The competition between banks and insurers continues to increase: Customers can receive directly from an insurer for mortgage lending business KfW loans in early April. So far the award of a KfW loan was possible only through a bank or a building society, says the Association of German Insurers (GDV). From the perspective of the insurer doing business with mortgages many advantages: There are well calculable investment with stable earnings.
In addition, the property market in Germany has smaller fluctuations to offer than the capital market. “Even insurers must invest their clients’ money, and since the real estate sector is an important anchor for them,” says Max fall of the FMH financial advice. “Many insurance companies use the low-interest rates,” says Herbst, “insurers must provide their customers with a legally guaranteed interest rate of 1.75 percent or more. If they complete mortgage transactions with customers over 20 to 30 years, they will immediately receive interest rates of over 3 percent. “Since, in the debt crisis and low-interest rates hardly an investor would currently invest in the long term, are the long interest rates for homebuyers from the perspective of insurers ideal.
Meanwhile, the pressure on margins has increased in the business of mortgage lending to banks – to providers like Interhyp are increasing their contribution, will give customers real estate loans of about 300 vendors. In addition: “The capital requirements for banks have increased, in particular, due to new regulations such as Basel III,” says Thomas Schnarr, bank manager of the consulting firm Oliver Wyman. “The banks have to hold more capital when they make loans, such as in real estate financing.”
Offers only for three to six months
From the perspective that wants to take out a loan for their building or buying a home of customers, the competitive pressure in the industry is an advantage, there are better conditions for them- bang, I found it! For customers, it makes anyway not much difference whether they pay off their loan at a bank or an insurance company. but many insurers are less aggressive in marketing that advertise low-interest rate offers to mortgage customers as online banks. However, Müller reports of Interhyp, evacuate some insurers relatively long periods one in which they do not take fees for the provision of a real estate loan.

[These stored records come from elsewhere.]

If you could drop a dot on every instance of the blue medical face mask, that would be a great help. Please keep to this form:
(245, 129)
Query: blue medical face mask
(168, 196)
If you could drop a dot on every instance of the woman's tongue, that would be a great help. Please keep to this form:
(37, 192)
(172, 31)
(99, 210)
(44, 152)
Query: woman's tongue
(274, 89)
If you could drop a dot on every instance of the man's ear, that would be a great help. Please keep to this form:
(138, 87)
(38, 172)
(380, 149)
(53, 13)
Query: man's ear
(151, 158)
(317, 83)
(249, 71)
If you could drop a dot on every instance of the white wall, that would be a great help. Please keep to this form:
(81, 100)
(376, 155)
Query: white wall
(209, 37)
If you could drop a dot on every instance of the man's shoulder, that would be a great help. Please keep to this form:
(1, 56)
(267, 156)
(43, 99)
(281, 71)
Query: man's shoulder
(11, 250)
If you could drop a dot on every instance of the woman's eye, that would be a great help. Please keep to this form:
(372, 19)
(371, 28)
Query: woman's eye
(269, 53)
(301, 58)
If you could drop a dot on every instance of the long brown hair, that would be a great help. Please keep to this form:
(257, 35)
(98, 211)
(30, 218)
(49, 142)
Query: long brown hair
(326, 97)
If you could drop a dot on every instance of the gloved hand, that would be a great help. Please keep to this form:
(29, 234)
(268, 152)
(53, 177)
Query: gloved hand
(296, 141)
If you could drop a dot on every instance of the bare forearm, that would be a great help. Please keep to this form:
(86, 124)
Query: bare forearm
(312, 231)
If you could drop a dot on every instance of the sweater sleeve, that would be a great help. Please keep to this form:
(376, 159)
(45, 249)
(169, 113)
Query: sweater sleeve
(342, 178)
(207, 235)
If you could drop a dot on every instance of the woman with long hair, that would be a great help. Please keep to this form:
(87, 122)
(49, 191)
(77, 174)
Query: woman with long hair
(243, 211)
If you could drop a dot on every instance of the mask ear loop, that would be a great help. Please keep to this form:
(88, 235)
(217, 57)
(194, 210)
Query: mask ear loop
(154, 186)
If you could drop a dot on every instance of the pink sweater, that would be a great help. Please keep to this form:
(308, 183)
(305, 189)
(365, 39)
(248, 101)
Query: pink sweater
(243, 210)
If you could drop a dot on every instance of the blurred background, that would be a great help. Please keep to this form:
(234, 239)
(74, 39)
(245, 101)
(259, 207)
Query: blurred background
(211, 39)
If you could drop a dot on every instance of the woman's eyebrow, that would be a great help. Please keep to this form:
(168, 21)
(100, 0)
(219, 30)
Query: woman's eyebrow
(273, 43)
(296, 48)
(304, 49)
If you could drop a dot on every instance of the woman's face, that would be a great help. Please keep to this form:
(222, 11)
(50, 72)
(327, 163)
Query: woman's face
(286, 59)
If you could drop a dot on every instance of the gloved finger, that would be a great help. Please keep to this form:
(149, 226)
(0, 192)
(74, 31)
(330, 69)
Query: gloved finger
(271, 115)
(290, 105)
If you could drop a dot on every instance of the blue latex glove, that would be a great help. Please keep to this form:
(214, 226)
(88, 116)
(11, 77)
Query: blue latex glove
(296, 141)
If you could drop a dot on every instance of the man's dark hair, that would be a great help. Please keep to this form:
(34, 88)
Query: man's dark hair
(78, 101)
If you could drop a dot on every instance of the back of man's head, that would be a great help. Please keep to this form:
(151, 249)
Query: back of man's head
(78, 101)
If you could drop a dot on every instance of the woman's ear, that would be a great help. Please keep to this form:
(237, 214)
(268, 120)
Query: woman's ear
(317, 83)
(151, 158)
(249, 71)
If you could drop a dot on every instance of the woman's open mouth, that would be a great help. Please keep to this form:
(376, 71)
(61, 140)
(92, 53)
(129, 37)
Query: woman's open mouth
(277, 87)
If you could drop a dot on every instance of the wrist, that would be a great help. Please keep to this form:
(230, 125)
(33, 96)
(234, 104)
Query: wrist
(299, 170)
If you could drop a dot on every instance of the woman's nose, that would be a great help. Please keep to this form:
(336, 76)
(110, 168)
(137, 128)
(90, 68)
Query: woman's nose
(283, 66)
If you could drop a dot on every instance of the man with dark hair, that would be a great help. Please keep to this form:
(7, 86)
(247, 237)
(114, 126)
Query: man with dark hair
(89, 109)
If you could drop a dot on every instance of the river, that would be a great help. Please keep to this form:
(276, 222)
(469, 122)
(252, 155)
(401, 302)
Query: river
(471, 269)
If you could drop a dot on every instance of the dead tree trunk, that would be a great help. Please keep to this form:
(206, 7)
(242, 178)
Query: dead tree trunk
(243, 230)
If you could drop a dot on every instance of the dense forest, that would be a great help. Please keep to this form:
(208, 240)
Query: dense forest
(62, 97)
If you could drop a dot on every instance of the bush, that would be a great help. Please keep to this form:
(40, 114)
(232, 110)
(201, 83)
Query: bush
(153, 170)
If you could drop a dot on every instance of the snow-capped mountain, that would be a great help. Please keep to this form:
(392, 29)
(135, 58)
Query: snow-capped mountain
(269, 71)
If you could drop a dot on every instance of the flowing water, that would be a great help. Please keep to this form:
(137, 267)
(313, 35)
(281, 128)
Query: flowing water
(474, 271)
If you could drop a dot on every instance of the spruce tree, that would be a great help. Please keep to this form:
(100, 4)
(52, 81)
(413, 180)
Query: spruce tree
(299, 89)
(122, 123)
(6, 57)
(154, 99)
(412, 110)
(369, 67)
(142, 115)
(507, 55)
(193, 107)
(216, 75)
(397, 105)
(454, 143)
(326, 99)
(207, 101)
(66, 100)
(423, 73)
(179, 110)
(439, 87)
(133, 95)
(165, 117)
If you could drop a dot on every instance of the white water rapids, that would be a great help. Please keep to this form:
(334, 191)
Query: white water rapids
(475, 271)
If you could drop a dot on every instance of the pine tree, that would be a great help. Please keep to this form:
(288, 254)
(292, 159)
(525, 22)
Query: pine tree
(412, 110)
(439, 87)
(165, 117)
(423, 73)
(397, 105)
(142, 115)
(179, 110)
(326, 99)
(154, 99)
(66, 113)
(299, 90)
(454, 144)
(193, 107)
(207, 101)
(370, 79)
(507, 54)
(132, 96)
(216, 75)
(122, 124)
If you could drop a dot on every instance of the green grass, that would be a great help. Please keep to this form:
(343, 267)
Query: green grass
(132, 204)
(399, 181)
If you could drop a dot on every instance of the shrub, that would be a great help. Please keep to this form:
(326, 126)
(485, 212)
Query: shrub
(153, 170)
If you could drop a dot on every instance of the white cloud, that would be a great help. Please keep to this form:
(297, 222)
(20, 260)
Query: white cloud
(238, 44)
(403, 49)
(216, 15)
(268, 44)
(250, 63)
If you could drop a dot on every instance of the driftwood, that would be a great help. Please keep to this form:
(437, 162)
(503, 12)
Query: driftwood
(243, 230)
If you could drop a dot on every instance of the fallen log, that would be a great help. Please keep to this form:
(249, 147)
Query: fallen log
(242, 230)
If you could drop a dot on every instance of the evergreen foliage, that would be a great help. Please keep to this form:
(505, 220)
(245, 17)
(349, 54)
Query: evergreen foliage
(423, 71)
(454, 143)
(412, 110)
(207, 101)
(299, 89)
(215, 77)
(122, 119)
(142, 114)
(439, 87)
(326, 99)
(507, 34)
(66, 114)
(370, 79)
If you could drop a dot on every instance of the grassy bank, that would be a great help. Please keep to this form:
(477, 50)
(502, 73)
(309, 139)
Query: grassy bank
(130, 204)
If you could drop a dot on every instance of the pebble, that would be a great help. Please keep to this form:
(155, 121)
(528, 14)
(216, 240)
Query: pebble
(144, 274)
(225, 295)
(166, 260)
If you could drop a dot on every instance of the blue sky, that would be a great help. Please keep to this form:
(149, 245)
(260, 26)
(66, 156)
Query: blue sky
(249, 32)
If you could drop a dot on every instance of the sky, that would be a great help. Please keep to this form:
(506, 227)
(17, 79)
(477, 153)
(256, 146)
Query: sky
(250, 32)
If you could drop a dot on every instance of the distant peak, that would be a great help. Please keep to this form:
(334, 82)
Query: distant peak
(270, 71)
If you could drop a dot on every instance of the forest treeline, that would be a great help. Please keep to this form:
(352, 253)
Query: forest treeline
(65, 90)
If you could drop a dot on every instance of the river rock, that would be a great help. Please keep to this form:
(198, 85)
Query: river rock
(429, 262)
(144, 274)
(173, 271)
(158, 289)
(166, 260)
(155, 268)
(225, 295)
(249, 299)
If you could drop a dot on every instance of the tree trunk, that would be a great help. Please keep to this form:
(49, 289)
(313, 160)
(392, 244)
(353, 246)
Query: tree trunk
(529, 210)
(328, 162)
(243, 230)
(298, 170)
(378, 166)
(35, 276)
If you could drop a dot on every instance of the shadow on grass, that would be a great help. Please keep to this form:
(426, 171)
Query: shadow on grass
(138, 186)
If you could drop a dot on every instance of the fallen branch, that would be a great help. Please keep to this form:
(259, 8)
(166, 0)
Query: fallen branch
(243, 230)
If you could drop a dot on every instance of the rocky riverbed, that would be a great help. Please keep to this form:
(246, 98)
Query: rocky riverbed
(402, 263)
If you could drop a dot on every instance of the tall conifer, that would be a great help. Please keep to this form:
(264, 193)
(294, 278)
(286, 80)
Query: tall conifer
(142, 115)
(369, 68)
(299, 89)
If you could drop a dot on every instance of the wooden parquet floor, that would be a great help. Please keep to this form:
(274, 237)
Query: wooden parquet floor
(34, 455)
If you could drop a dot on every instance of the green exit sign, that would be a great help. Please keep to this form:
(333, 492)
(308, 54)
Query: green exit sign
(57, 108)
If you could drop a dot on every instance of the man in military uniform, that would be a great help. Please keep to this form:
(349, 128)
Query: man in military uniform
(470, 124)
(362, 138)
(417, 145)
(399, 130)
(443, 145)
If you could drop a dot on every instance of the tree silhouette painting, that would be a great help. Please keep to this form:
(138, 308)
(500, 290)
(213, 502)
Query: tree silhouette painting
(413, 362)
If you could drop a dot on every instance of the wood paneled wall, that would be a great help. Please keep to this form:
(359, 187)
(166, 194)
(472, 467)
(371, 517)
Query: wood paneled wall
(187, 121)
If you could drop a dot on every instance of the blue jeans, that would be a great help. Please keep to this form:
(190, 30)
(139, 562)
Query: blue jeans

Usually, these offers are only valid for three to six months. “But there are insurers who take up to 12 months no fees for the provision of a loan.” This may be useful not only for homeowners who do not yet foresee exactly when they need the money. Even customers who want to replace a loan of forwarding loans and want to secure low-interest rates benefit. The longer the allocation of a loan is still outstanding, the higher the cost. But if the deployment costs up to 12 months eliminated, in this case, the choice of an insurer may be beneficial.
Until the classic banking
According to Max, autumn insurers have long penetrated into the traditional banking business, these include offers such an account for the daily allowance and the fixed deposit. For example, if a life insurance policy will be paid to a customer, the money usually goes to a bank account. The bank finds out and has the interest to sell the customer a new investment product. The money goes, however, to an account that the insurer offers to the customers, the insurer is able to advertise other products such as a pension.
Despite growing competition, it is unlikely that insurers will trump the banks in real estate financing. According to the GDV, life insurers had awarded end of 2011 mortgage loans for about 50 billion euros, equivalent to 6.7 percent of their investments. It is also unlikely that all insurers will expand its mortgage business. Some vendors even refrain entirely sure. Other insurers who have opted got sometimes also problems: had an insurer temporarily granting real estate loans stop because of the onslaught of customers was too big.